Yamamoto travelled to France from 1912 to 1916, absorbed the Parisian avant-garde, and on his return co-founded the Nihon Sōsaku-Hanga Kyōkai (Japanese Creative Print Association) in 1918 with [Onchi Kōshirō](/artists/onchi-koshiro), fixing the term *sōsaku-hanga* and the *jiga jikoku jizuri* principle as the movement's banner. Where the contemporaneous [shin-hanga](/movements/shin-hanga) movement led by publisher Watanabe Shōzaburō revived a refined Edo aesthetic for foreign collectors, sōsaku-hanga positioned itself as the modernist counter-current, more interested in Munch than in Hokusai.
Pre-war reception was modest. The international breakthrough came after 1945: at the 1951 São Paulo Biennale, [Saitō Kiyoshi](/artists/saito-kiyoshi) shared the print prize — the first major international award to a Japanese printmaker — and in 1956 [Shikō Munakata](/artists/shiko-munakata) won the Grand Prize for prints at the Venice Biennale. Munakata received the Order of Culture in 1970. American officials, expatriate dealers, and collectors such as James Michener carried the work to the United States, where the Smithsonian, the Library of Congress, and the Museum of Fine Arts, Boston built the holdings that anchor the scholarship today.
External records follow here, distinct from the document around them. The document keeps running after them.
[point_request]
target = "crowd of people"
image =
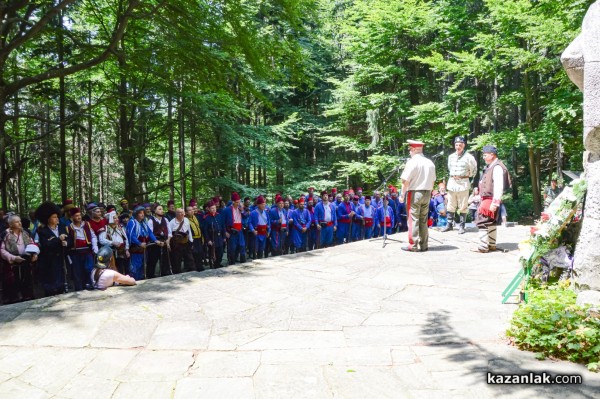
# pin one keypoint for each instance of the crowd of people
(57, 248)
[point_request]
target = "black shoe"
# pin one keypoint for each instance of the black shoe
(410, 249)
(448, 227)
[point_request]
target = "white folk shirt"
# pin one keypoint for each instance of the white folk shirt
(327, 209)
(118, 236)
(498, 178)
(419, 173)
(151, 225)
(464, 165)
(237, 215)
(80, 235)
(185, 227)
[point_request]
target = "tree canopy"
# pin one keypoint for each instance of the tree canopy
(180, 99)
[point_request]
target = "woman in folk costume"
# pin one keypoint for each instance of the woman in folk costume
(115, 237)
(18, 252)
(139, 236)
(53, 240)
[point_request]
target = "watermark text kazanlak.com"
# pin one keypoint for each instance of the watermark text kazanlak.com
(534, 378)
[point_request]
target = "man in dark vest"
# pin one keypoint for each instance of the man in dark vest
(494, 180)
(85, 245)
(159, 225)
(213, 229)
(197, 244)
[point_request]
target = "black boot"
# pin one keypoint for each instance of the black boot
(450, 223)
(461, 228)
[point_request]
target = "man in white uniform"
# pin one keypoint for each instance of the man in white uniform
(462, 166)
(418, 178)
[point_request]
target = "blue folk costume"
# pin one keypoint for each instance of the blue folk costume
(367, 213)
(385, 221)
(279, 227)
(261, 224)
(213, 230)
(376, 228)
(344, 221)
(301, 220)
(138, 233)
(312, 231)
(326, 221)
(357, 222)
(236, 245)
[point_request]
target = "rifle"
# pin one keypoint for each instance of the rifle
(145, 248)
(65, 270)
(349, 236)
(213, 255)
(168, 257)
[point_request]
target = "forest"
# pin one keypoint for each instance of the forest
(151, 100)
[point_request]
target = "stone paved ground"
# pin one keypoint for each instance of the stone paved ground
(356, 321)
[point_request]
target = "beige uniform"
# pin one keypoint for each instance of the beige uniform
(461, 168)
(420, 175)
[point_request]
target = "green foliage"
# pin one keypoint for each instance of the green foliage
(551, 324)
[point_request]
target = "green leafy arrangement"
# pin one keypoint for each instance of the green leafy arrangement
(555, 327)
(547, 232)
(550, 322)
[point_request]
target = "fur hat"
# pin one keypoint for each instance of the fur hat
(45, 210)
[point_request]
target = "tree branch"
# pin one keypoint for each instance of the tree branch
(35, 29)
(56, 73)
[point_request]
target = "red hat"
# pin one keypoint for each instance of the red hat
(415, 143)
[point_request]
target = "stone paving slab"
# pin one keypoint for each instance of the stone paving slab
(356, 321)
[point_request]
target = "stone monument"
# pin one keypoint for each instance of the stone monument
(582, 63)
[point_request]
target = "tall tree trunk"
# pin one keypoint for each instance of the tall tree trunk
(170, 134)
(19, 174)
(74, 161)
(192, 154)
(62, 111)
(43, 161)
(80, 169)
(531, 151)
(89, 179)
(181, 127)
(127, 150)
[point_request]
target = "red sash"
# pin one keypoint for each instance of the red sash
(261, 230)
(388, 222)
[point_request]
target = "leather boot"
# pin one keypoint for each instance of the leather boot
(450, 223)
(461, 228)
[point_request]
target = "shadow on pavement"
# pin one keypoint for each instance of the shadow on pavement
(478, 360)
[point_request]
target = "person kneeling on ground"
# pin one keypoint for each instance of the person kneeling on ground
(102, 277)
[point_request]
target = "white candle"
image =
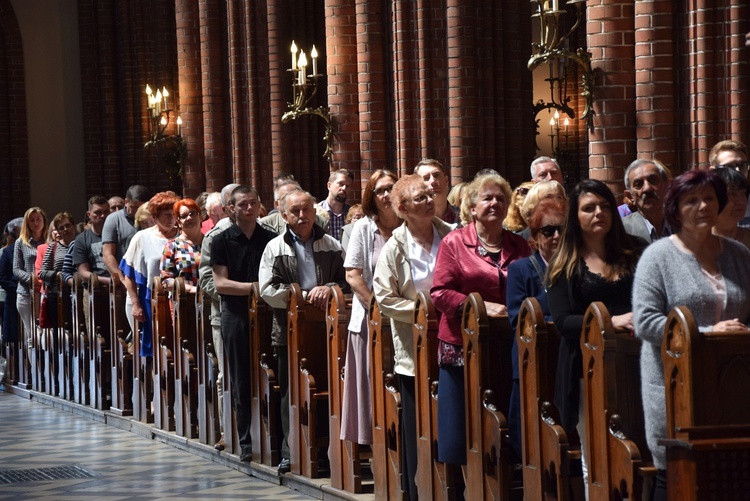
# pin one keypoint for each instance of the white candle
(314, 54)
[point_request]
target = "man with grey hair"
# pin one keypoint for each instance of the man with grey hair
(206, 283)
(545, 169)
(306, 255)
(646, 183)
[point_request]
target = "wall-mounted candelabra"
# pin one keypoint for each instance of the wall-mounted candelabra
(554, 51)
(304, 90)
(170, 147)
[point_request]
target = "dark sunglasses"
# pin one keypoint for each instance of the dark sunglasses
(549, 231)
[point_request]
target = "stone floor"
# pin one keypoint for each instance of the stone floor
(50, 453)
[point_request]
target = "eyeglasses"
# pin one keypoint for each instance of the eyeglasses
(549, 231)
(192, 214)
(383, 190)
(738, 166)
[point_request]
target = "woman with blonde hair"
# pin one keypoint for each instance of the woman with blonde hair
(33, 230)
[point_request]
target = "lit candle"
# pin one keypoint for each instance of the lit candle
(302, 68)
(314, 54)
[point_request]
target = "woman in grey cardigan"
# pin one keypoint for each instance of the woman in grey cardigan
(707, 273)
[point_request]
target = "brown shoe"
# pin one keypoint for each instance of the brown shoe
(220, 445)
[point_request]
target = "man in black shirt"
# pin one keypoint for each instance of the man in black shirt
(235, 258)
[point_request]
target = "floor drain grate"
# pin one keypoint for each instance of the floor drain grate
(38, 474)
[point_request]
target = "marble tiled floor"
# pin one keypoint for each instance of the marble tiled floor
(124, 465)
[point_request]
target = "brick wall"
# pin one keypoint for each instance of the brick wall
(14, 157)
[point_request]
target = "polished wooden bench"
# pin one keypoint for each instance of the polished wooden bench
(185, 351)
(386, 409)
(81, 348)
(308, 384)
(547, 453)
(208, 374)
(266, 396)
(100, 358)
(434, 480)
(64, 341)
(617, 455)
(121, 366)
(707, 378)
(164, 358)
(487, 344)
(344, 455)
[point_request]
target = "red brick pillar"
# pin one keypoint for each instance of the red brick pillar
(612, 144)
(342, 70)
(655, 71)
(370, 77)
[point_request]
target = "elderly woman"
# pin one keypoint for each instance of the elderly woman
(182, 256)
(368, 238)
(472, 259)
(33, 230)
(738, 190)
(526, 279)
(707, 273)
(140, 264)
(595, 262)
(406, 265)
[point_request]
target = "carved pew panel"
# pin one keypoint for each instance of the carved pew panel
(266, 397)
(708, 414)
(308, 383)
(100, 358)
(488, 379)
(613, 408)
(64, 341)
(344, 455)
(386, 409)
(81, 349)
(546, 450)
(208, 373)
(164, 358)
(121, 367)
(434, 480)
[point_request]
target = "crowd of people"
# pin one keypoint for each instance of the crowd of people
(675, 241)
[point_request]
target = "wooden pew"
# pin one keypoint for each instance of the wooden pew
(386, 409)
(547, 453)
(143, 378)
(121, 368)
(344, 455)
(65, 341)
(36, 355)
(308, 383)
(266, 397)
(617, 455)
(706, 379)
(208, 374)
(487, 344)
(100, 360)
(164, 357)
(184, 320)
(434, 480)
(81, 366)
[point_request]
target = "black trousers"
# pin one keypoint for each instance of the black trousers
(235, 333)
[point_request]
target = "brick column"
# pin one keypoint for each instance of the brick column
(612, 144)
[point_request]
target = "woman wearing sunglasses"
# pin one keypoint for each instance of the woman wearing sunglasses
(595, 262)
(526, 279)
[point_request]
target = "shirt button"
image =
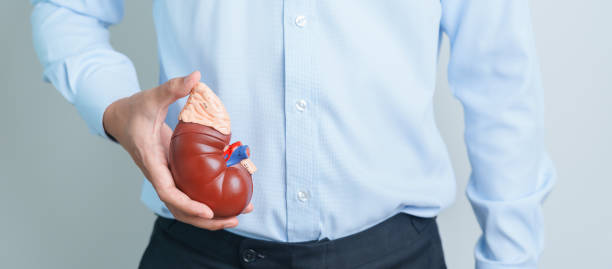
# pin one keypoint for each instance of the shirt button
(301, 105)
(303, 196)
(300, 21)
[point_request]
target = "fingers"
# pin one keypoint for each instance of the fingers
(212, 224)
(176, 88)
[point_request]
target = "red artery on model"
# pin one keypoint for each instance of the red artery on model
(198, 163)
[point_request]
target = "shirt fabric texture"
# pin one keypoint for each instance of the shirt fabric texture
(334, 98)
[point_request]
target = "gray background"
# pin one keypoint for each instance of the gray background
(69, 199)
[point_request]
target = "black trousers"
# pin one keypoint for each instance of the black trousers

## The *jiga jikoku jizuri* principle
The movement's ideology reduces to four characters and three verbs. *Jiga jikoku jizuri* (自画自刻自摺) — self-drawn, self-carved, self-printed — meant the printmaker was responsible for every stage from the [hanshita-e](/glossary/hanshita-e) (the carving guide) through the cutting of the key and color blocks to the final impression on [washi](/glossary/washi). The publisher ([hanmoto](/glossary/hanmoto)), professional carver, and printer were all eliminated. What remained was the artist alone in front of the block.
The consequences were significant. Editions shrank from the thousands typical of commercial [nishiki-e](/glossary/nishiki-e) to fifty, one hundred, or two hundred impressions. Surfaces grew more individual: knife marks were left visible, the [mokume](/glossary/mokume) grain of the [sakura](/glossary/sakura) plank (or plywood and shina) was deliberately exposed, and printing pressure varied in ways a workshop [surishi](/glossary/surishi) would have corrected.
The principle was always more programmatic than absolute. [Onchi Kōshirō](/artists/onchi-koshiro) had assistants pull his layered prints after his eyesight failed; [Saitō Kiyoshi](/artists/saito-kiyoshi)'s later *Winter in Aizu* editions involved studio printers. But the moral framework remained: a sōsaku-hanga print, even with workshop assistance, was the artist's authored act, not a publisher's commission.
## Key artists
The movement's center of gravity sits with figures who matured between the wars and reached fullest expression after 1945. [Kanae Yamamoto](/artists/kanae-yamamoto), the originator, also drove the Farmers' Art Movement of the 1920s. [Onchi Kōshirō](/artists/onchi-koshiro), trained as a graphic designer and book illustrator, became the movement's most theoretically ambitious member: his abstract prints of the 1930s and 1940s — some assembled from found objects pressed alongside carved blocks — anticipate Western post-war abstraction by a decade.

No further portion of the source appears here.